In Figure 1 below, all similar alerts are organized into a single event shown to the analyst. Only the event, source, target, and object count are updated. The Fusion 2.0 module correlates the information between the NIDS (RealSecure) and the vulnerability assessment tool (Internet Scanner) and updates the "Status" column. The analyst can then prioritize the investigation of alerts based on the probability of the success of the attack. Also the event "HTTP_Code_Red_II" has been classified as a low as opposed to the default, high, because of the correlation.

ISS SiteProtector 2.0 with Fusion 2.0 screenshot

Figure 1. ISS SiteProtector 2.0 with Fusion 2.0.

In the next example, Figure 2 shows that all the alerts from the IDS (Dragon, Snort, ISS, Bro) are correlated with information from the vulnerability assessment tool (Nessus). Any attacks that are more likely to be successful are flagged so that the analyst can readily identify them and take appropriate action.

Tenable Network Security Lightning Console Screenshot

Figure 2. Tenable Network Security Lightning Console.

Next in Figure 3, below, you see the analyst trending information. This can be used to determine if an major attack is imminent or a pattern of attacks.

Tenable Network Security Lightning Console Screenshot2

Figure 3. Tenable Network Security Lightning Console.

The next example, Figure 4, shows a different type of trending chart based on attacks that are considered high.

ISS SiteProtector Enterprise Dashboard screenshot

Figure 4. ISS SiteProtector Enterprise Dashboard.

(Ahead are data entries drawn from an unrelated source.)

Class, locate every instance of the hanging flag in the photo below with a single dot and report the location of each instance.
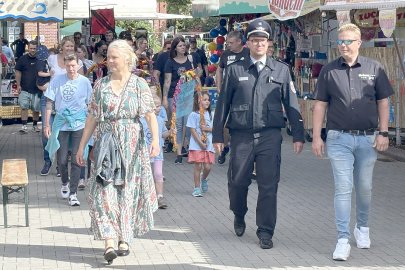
(286, 9)
(387, 20)
(343, 17)
(102, 20)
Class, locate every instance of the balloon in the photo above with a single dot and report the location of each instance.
(223, 31)
(220, 40)
(218, 52)
(214, 32)
(222, 22)
(212, 46)
(214, 58)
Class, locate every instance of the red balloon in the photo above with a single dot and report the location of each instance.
(218, 52)
(220, 40)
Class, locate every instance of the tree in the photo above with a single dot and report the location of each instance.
(188, 25)
(153, 39)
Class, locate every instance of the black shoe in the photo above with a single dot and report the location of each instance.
(122, 252)
(184, 152)
(222, 156)
(179, 160)
(57, 172)
(266, 243)
(110, 255)
(239, 226)
(169, 148)
(46, 168)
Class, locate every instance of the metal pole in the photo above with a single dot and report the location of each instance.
(398, 108)
(397, 95)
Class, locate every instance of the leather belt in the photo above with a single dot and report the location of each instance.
(357, 132)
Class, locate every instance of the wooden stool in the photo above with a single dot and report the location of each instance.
(14, 177)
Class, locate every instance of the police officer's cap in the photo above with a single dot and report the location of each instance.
(258, 28)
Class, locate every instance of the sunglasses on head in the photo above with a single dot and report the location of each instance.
(345, 41)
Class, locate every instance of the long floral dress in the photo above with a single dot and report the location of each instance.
(123, 210)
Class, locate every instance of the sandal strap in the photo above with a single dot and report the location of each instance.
(109, 250)
(123, 243)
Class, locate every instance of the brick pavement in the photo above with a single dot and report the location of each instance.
(197, 233)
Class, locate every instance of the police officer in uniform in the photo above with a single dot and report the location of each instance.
(251, 103)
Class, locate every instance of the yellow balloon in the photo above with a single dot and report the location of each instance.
(212, 46)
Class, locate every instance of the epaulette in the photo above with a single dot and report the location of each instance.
(282, 62)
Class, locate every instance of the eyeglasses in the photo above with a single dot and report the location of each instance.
(258, 41)
(345, 41)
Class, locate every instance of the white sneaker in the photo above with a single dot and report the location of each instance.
(24, 129)
(73, 201)
(81, 184)
(362, 237)
(64, 191)
(342, 250)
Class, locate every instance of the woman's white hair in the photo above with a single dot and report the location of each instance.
(126, 50)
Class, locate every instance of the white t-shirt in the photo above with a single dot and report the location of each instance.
(70, 94)
(193, 121)
(57, 70)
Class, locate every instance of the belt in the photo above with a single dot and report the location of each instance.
(357, 132)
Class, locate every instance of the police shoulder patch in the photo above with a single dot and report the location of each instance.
(292, 87)
(282, 62)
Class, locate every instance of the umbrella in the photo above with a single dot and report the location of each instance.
(77, 27)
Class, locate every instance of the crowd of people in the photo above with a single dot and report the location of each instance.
(97, 110)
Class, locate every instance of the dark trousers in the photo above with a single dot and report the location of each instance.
(265, 150)
(69, 140)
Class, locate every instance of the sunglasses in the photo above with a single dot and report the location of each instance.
(345, 41)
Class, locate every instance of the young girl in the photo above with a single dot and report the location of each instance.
(201, 153)
(157, 162)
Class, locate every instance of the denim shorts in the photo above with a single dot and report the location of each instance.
(29, 101)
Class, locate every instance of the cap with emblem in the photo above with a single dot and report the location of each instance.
(258, 28)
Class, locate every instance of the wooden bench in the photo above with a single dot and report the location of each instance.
(14, 177)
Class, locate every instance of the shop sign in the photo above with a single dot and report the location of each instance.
(343, 16)
(369, 17)
(286, 9)
(387, 21)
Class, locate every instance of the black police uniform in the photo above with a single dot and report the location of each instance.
(250, 104)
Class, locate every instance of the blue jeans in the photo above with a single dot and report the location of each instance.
(352, 159)
(69, 140)
(45, 139)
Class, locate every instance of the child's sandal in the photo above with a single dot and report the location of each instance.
(122, 252)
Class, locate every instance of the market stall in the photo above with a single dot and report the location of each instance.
(24, 11)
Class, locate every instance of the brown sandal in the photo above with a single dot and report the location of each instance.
(110, 255)
(122, 252)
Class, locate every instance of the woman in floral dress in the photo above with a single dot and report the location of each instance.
(123, 209)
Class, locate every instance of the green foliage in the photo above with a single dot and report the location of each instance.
(153, 39)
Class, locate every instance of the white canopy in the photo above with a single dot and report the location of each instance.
(123, 9)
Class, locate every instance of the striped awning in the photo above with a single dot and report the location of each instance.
(349, 5)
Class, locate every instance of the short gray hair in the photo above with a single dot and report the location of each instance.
(126, 50)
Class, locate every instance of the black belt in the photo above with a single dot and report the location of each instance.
(357, 132)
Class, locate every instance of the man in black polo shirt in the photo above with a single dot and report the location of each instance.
(355, 91)
(20, 45)
(26, 77)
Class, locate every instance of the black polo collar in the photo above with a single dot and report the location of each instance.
(359, 62)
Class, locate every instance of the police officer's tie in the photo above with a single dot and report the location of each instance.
(258, 65)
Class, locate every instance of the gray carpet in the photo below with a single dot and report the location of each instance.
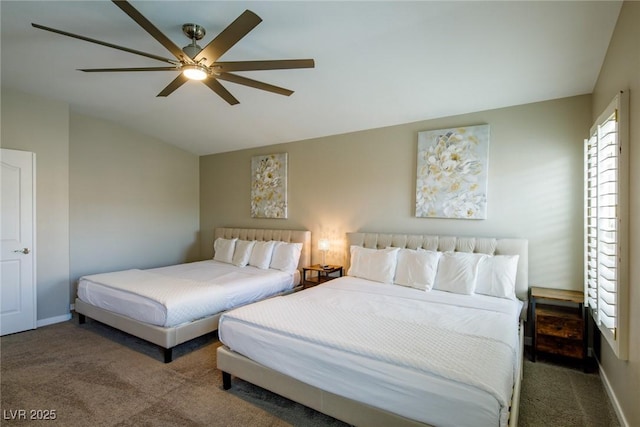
(93, 375)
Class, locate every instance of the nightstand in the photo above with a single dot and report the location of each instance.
(559, 323)
(323, 274)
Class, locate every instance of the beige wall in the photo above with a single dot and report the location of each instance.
(42, 126)
(621, 71)
(107, 198)
(134, 200)
(366, 181)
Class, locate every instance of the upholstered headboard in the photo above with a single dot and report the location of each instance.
(261, 234)
(485, 245)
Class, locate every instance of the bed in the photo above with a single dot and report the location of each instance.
(371, 353)
(171, 305)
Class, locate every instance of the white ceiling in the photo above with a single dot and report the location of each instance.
(377, 63)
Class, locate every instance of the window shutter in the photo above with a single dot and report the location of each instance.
(606, 224)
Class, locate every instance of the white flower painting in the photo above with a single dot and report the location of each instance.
(269, 186)
(452, 173)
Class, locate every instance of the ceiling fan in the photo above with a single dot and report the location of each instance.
(196, 63)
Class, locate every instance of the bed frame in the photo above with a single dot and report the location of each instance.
(349, 410)
(167, 338)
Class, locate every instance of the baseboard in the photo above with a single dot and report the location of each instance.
(51, 320)
(612, 397)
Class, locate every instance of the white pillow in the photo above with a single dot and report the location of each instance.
(261, 254)
(417, 268)
(223, 249)
(378, 265)
(243, 252)
(286, 256)
(457, 272)
(497, 276)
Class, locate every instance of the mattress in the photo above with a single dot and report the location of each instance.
(436, 357)
(170, 296)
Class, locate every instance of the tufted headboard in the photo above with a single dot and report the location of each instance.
(485, 245)
(261, 234)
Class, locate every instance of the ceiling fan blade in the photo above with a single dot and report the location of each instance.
(108, 70)
(175, 84)
(234, 78)
(153, 30)
(279, 64)
(113, 46)
(228, 37)
(215, 86)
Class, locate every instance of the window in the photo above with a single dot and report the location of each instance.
(606, 224)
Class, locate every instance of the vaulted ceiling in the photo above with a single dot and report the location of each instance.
(377, 63)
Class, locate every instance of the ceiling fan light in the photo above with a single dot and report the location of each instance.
(194, 72)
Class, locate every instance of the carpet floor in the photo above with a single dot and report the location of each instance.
(94, 375)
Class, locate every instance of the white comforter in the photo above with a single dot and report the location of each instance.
(169, 296)
(457, 339)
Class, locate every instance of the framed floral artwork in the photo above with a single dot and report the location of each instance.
(452, 173)
(269, 186)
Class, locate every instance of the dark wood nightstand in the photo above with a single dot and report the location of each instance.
(323, 274)
(559, 324)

The value of this type of system is apparent when dealing with hundreds of events as part of a normal day. Currently only the IDS and vulnerability assessment data is correlated, but soon other logs will be part of the correlation. This is when the alert management systems will deliver what SIMS have not done. Eventually information security products will have the integration that network management tools currently have.

Conclusion

The number of attacks that are taking place is increasing while the budget to deal with them may either be staying the same or decreasing. Adding additional staff to manage the security needs of a company may not be an option. As usual you have to do more with less. Alert management systems will cut down the amount of time that it takes to sift through data. More false positives are weeded out and the data that is presented to the analyst has been correlated with other information and the priorities have been adjusted accordingly. Now the analyst can properly prioritize the events that need to be investigated. The initial configuration is crucial and can be daunting, but the payoff is great.

Relevant Links

[1] http://archives.neohapsis.com/archives/ids/1999-q4/0189.html

[2] Vendors like CheckPoint offer integration with their products via APIs that are released.

[3] Currently the only two vendors that the author knows of that do with with system-specific data and provide near real-time events are Tenable Network Security and ISS.